Gul Sebnem, Ayturan Kubilay, Hardalaç Fırat
Department of Electrical and Electronics Engineering, Faculty of Engineering, Graduate School of Natural and Applied Sciences, Gazi University, Ankara 06570, Turkey.
J Pers Med. 2024 Jul 29;14(8):804. doi: 10.3390/jpm14080804.

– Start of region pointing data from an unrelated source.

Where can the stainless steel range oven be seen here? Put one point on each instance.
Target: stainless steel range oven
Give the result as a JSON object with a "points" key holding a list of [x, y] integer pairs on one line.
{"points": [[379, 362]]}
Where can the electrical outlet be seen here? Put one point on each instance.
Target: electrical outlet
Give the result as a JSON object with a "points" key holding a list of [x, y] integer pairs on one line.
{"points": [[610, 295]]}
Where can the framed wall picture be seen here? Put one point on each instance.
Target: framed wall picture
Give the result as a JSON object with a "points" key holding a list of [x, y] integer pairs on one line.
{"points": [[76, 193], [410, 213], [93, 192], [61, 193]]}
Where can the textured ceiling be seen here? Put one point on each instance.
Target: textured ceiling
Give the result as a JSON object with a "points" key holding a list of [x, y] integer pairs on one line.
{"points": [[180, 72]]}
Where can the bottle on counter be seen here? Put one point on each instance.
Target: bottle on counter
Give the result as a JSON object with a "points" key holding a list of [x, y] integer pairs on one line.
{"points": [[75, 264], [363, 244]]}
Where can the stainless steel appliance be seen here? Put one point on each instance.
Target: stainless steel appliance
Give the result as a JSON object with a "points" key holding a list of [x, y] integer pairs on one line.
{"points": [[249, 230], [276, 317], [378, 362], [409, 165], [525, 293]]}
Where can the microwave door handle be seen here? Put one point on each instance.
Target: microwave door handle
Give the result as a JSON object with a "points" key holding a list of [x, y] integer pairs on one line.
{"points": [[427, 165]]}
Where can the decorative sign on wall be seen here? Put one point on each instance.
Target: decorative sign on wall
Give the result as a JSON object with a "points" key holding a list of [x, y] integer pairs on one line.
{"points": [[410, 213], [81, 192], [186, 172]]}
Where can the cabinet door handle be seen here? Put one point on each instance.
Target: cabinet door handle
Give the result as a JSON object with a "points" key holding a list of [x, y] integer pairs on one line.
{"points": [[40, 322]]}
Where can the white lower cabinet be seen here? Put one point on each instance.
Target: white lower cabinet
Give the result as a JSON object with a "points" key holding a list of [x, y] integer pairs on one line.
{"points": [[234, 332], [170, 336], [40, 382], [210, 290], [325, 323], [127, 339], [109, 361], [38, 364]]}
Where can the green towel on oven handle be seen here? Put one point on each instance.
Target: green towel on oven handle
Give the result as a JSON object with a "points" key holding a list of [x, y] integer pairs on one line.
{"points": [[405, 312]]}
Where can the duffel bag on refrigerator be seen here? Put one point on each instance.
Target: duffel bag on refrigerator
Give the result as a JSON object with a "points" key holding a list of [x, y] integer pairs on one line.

Predicting type 2 diabetes mellitus (T2DM) by using phenotypic data with machine learning (ML) techniques has received significant attention in recent years. PyCaret, a low-code automated ML tool that enables the simultaneous application of 16 different algorithms, was used to predict T2DM by using phenotypic variables from the "Nurses' Health Study" and "Health Professionals' Follow-up Study" datasets. Ridge Classifier, Linear Discriminant Analysis, and Logistic Regression (LR) were the best-performing models for the male-only data subset. For the female-only data subset, LR, Gradient Boosting Classifier, and CatBoost Classifier were the strongest models. The AUC, accuracy, and precision were approximately 0.77, 0.70, and 0.70 for males and 0.79, 0.70, and 0.71 for females, respectively. The feature importance plot showed that family history of diabetes (famdb), never having smoked, and high blood pressure (hbp) were the most influential features in females, while famdb, hbp, and currently being a smoker were the major variables in males. In conclusion, PyCaret was used successfully for the prediction of T2DM by simplifying complex ML tasks. Gender differences are important to consider for T2DM prediction. Despite this comprehensive ML tool, phenotypic variables alone may not be sufficient for early T2DM prediction; genotypic variables could also be used in combination for future studies.
近年来,利用机器学习(ML)技术通过表型数据预测2型糖尿病(T2DM)受到了广泛关注。PyCaret是一种低代码自动化ML工具,能够同时应用16种不同算法,它被用于通过使用“护士健康研究”和“卫生专业人员随访研究”数据集中的表型变量来预测T2DM。岭分类器、线性判别分析和逻辑回归(LR)是仅针对男性数据子集表现最佳的模型。对于仅女性数据子集,LR、梯度提升分类器和CatBoost分类器是最强的模型。男性的AUC、准确率和精确率分别约为0.77、0.70和0.70,女性分别为0.79、0.70和0.71。特征重要性图显示,糖尿病家族史(famdb)、从不吸烟和高血压(hbp)是女性中最具影响力的特征,而famdb、hbp和当前吸烟者是男性中的主要变量。总之,PyCaret通过简化复杂的ML任务成功用于T2DM的预测。对于T2DM预测,性别差异很重要。尽管有这种全面的ML工具,但仅靠表型变量可能不足以进行早期T2DM预测;未来研究中也可结合使用基因型变量。